Ada beberapa hal yang dapat kita jadikan sebagai bahan pertimbangan untuk
mengkritisi kebijakan Pemerintah tentang KTSP tersebut :

1. Secara substansial nuansa reformasi kurikulum tidak mampu memaknai otonomi


pendidikan yang sebenarnya. Reformasi setengah hati ini malah membingungkan
pemangku kepentingan pendidikan, jangankan menyusun kurikulum, menjalankan
kurikulum yang sudah adapun sulitnya setengah mati. Oleh karena itu, tepatlah
orang melabeli KTSP sebagai kurikulum tidak siap pakai.
2. Buaian sentralistik pendidikan yang selama ini terjadi telah menjadi virus yang
mengerdilkan ide dan kreativitas satuan pendidikan dalam memberdayakan
potensi dirinya. Penyakit ini telah coba diatasi dengan berbagai upaya oleh
pemerintah. Misalnya, saat pemerintah pusat tercengang dengan minimnya
pergulatan kreativitas sekolah, dikumandangkanlah paradigma otonomi
pendidikan melalui manajemen berbasis sekolah. Kenyataannya, institusi
prasyarat manajemen berbasis sekolah seperti dewan pendidikan dan komite
sekolah hanya hiasan struktur organisasi. Bukan sebagai alat vital organisasi.
Mereka tak berdaya karena ketidaktahuan dan kebiasaan ketergantungan.
Maklumlah, di Indonesia sistem manajemen pendidikan tak sefundamental
kurikulum dan ujian. Lain halnya kebijakan try and error yang menyangkut
kurikulum.
3. Sudah rahasia umum, pendidikan keguruan di negeri ini tidak pernah menyiapkan
guru dan sekolah menjadi pengembang kurikulum. Sementara dalam KTSP guru
harus mampu menafsirkan standar kompetensi dan kompetensi dasar menjadi
indikator dan materi pembelajaran, sekaligus menentukan sendiri metodologi
didaktisnya agar tercipta harmoni pembelajaran yang efektif dan efisien. Paradoks
KTSP dan kesiapan guru bisa menjadi musibah nasional pendidikan. Musibah
intelektual ini sulit di-recovery dan butuh waktu relatif lama, apalagi jika
dikaitkan dengan konteks global jelas terjadi ironi. Globalisasi memaksa
terjadinya variasi dan dinamika sumber pengetahuan. Dulu guru sebagai satu-
satunya sumber pengetahuan. Sejalan dengan globalisasi, guru bukan satu-satunya
lagi sumber pengetahuan. Siswa memiliki peluang mengakses informasi dari
berbagai sumber, dikenallah istilah on-line learning.
4. KTSP menghadapi tantangan besar terkait keterpaduan informasi lokal, nasional,
dan internasional. Kemampuan memadukan ini hanya bisa dilakukan oleh sumber
daya yang memang disiapkan jauh-jauh hari, bukan oleh guru yang disiapkan
secara instan melalui berbagai program pendampingan pengembangan kurikulum.

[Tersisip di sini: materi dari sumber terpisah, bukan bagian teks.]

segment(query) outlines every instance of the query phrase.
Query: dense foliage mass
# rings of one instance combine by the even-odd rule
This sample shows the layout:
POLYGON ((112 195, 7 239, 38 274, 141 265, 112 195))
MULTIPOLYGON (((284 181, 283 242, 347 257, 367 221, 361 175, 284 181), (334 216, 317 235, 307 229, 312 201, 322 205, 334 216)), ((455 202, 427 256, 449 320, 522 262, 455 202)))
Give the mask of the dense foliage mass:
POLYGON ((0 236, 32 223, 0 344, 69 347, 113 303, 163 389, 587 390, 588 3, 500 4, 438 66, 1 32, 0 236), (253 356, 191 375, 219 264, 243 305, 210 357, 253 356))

Lebih berbahaya lagi jika sekolah akhirnya menjiplak panduan yang ditawarkan
Badan Standar Nasional Pendidikan (BSNP). Tujuan mulia KTSP pada akhirnya
hanya akan melahirkan sekolah-sekolah ’kurung batok’, instan, dan kerdil
kreativitas.
Sekedar untuk digaris bawahi bahwa secara substansial, pemberlakuan Kurikulum
Tingkat Satuan Pendidikan (KTSP) lebih kepada mengimplementasikan regulasi yang
ada, yaitu PP No. 19/2005. Akan tetapi, esensi isi dan arah pengembangan pembelajaran
tetap masih bercirikan tercapainya paket-paket kompetensi, yaitu :
1. Menekankan pada ketercapaian kompetensi siswa baik secara individual maupun
klasikal.
2. Berorientasi pada hasil belajar (learning outcomes) dan keberagaman.
3. Penyampaian dalam pembelajaran menggunakan pendekatan dan metode yang
bervariasi.
4. Sumber belajar bukan hanya guru, tetapi juga sumber belajar lainnya yang
memenuhi unsur edukatif.
5. Penilaian menekankan pada proses dan hasil belajar dalam upaya penguasaan atau
pencapaian suatu kompetensi.
Terdapat perbedaan mendasar dibandingkan dengan kurikulum berbasis
kompetensi sebelumnya, bahwa sekolah diberi kewenangan penuh menyusun rencana
pendidikan sesuai karakteristik Satuan Pendidikan dan keberadaannya, dengan mengacu
pada standar-standar yang telah ditetapkan, mulai dari tujuan, visi-misi, struktur dan
muatan kurikulum, beban belajar, kalender pendidikan, hingga pengembangan silabus
dan Rancangan Pelaksanaan Pembelajarannya.